New study investigates how different agricultural management practices affect overall N2O emissions
Grasslands that are managed intensively with inputs from manure and fertilizer, release much more nitrous oxide (N2O) than grasslands that are in a natural state or minimally managed condition, according to a new paper released by Woodwell Climate Research Cneter (formerly Woods Hole Research Center) Postdoctoral Fellow Dr. Shree Dangal.
N2O is a powerful greenhouse gas with a global warming potential roughly 265-298 times greater than carbon dioxide (over a hundred year reference period). Land management practices such as mineral nitrogen fertilizer and manure application play a significant role in N2O emission growth. In grassland ecosystems, nitrogen inputs in the form of manure and mineral nitrogen, and livestock excreta nitrogen deposition (i.e. feces), have the potential to release a lot more N2O to the atmosphere. But, until now, the effect and contribution of different management practices to global N2O emission remained unclear.
Using a terrestrial ecosystem model, the study found that N2O fluxes are highly variable across time and space, driven by climate, management intensity, and soil conditions. N2O emissions, however, generally increased with management intensity. In particular, large N2O emissions from intensively managed pasturelands were associated with warmer and wetter climatic conditions, together with high nitrogen input in the form of excreta and manure/fertilizer application.
Dangal also found animal excreta is the biggest contributor to N2O emissions as compared to manure and synthetic fertilizer.
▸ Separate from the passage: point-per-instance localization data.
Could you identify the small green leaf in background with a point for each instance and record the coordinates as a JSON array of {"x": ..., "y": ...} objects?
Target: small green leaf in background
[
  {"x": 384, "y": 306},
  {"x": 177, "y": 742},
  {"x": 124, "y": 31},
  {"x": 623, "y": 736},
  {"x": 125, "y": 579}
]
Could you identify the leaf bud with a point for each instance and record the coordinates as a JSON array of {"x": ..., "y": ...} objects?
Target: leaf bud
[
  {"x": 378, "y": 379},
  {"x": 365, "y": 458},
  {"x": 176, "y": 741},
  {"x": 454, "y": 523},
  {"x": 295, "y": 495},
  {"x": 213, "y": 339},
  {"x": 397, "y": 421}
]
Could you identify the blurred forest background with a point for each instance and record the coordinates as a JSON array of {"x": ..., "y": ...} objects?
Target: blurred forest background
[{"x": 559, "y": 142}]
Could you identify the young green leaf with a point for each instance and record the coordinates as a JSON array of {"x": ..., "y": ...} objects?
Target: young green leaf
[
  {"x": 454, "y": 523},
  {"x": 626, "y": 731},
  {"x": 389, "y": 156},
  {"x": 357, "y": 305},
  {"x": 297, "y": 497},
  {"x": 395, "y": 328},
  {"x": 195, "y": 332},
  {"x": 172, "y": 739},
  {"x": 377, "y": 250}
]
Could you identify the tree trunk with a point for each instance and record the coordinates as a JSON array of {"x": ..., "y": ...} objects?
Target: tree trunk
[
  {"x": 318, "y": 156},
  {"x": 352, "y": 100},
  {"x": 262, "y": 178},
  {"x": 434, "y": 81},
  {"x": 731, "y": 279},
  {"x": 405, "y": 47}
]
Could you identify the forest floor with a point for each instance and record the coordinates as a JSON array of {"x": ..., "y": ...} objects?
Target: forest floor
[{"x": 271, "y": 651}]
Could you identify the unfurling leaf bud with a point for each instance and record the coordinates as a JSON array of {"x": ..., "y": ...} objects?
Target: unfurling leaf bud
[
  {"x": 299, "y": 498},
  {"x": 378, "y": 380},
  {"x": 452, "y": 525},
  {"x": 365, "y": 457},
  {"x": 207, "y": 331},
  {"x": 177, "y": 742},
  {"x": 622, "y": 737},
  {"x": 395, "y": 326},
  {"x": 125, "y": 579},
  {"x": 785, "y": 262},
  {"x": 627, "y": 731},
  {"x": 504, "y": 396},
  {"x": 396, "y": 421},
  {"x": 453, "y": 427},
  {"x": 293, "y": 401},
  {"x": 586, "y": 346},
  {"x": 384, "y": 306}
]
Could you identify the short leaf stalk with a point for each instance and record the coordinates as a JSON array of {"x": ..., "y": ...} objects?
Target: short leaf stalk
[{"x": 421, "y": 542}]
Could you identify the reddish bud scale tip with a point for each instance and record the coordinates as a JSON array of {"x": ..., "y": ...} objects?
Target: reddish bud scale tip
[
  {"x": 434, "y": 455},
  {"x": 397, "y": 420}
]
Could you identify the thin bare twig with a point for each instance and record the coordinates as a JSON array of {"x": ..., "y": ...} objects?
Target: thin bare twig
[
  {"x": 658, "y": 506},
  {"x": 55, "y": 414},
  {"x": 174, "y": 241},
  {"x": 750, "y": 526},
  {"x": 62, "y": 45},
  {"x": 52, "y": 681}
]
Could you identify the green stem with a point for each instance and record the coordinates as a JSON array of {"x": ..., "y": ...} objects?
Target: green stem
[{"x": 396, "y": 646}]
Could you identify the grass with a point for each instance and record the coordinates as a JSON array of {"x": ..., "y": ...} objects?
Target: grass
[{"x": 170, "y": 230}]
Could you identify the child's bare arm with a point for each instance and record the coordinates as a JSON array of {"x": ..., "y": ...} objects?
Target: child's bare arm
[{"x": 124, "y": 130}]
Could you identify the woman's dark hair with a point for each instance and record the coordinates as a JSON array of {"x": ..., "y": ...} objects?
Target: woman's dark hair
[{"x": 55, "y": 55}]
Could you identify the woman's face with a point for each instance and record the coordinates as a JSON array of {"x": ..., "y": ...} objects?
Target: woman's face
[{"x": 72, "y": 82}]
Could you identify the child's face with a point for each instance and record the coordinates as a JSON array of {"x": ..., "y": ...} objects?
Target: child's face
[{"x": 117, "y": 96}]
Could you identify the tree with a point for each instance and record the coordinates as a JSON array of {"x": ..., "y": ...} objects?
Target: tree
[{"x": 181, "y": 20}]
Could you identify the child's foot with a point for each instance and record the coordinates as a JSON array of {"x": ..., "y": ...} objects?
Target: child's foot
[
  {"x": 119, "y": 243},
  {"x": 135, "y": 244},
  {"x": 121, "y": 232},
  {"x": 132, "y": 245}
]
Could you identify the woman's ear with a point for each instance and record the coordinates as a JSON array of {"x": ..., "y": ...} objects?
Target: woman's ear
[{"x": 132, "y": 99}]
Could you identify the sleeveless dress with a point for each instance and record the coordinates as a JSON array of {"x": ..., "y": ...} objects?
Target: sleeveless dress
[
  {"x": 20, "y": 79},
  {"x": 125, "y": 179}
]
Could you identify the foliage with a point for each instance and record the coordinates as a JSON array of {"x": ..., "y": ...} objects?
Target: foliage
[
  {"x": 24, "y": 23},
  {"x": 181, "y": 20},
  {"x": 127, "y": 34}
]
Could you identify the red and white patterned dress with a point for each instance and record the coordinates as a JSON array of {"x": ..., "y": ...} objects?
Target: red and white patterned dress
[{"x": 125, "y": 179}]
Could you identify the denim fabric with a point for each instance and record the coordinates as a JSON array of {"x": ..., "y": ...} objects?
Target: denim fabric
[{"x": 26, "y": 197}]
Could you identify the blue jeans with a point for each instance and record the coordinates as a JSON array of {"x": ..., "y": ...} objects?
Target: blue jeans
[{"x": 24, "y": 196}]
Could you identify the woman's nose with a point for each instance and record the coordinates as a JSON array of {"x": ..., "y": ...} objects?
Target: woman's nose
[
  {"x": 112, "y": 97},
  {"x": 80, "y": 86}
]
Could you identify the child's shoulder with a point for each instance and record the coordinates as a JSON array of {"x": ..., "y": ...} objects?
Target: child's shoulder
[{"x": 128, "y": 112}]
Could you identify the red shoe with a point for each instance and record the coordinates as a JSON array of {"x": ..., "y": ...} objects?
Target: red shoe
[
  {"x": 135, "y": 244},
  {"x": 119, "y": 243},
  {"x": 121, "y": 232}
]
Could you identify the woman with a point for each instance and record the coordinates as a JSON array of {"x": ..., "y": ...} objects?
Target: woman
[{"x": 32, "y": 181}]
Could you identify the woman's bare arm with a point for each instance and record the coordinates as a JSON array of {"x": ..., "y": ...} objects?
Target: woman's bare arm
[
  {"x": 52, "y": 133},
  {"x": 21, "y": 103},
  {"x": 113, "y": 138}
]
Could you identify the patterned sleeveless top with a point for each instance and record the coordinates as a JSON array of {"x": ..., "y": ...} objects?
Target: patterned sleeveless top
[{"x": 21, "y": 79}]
This is because animal excreta nitrogen deposition in grassland ecosystems are significantly higher due to an increase in livestock numbers since 1961.
The study also attributed net N2O emission to different sources and found that excreta deposition was the largest source of N2O emission in pasturelands and rangelands, contributing to 54% of the mean N2O emissions followed by manure application (13%) and fertilizer application (7%), during 1961–2014.
“Decreasing nitrogen input through sustainable grazing management practices could go a long way in climate change mitigation,” Dangal said.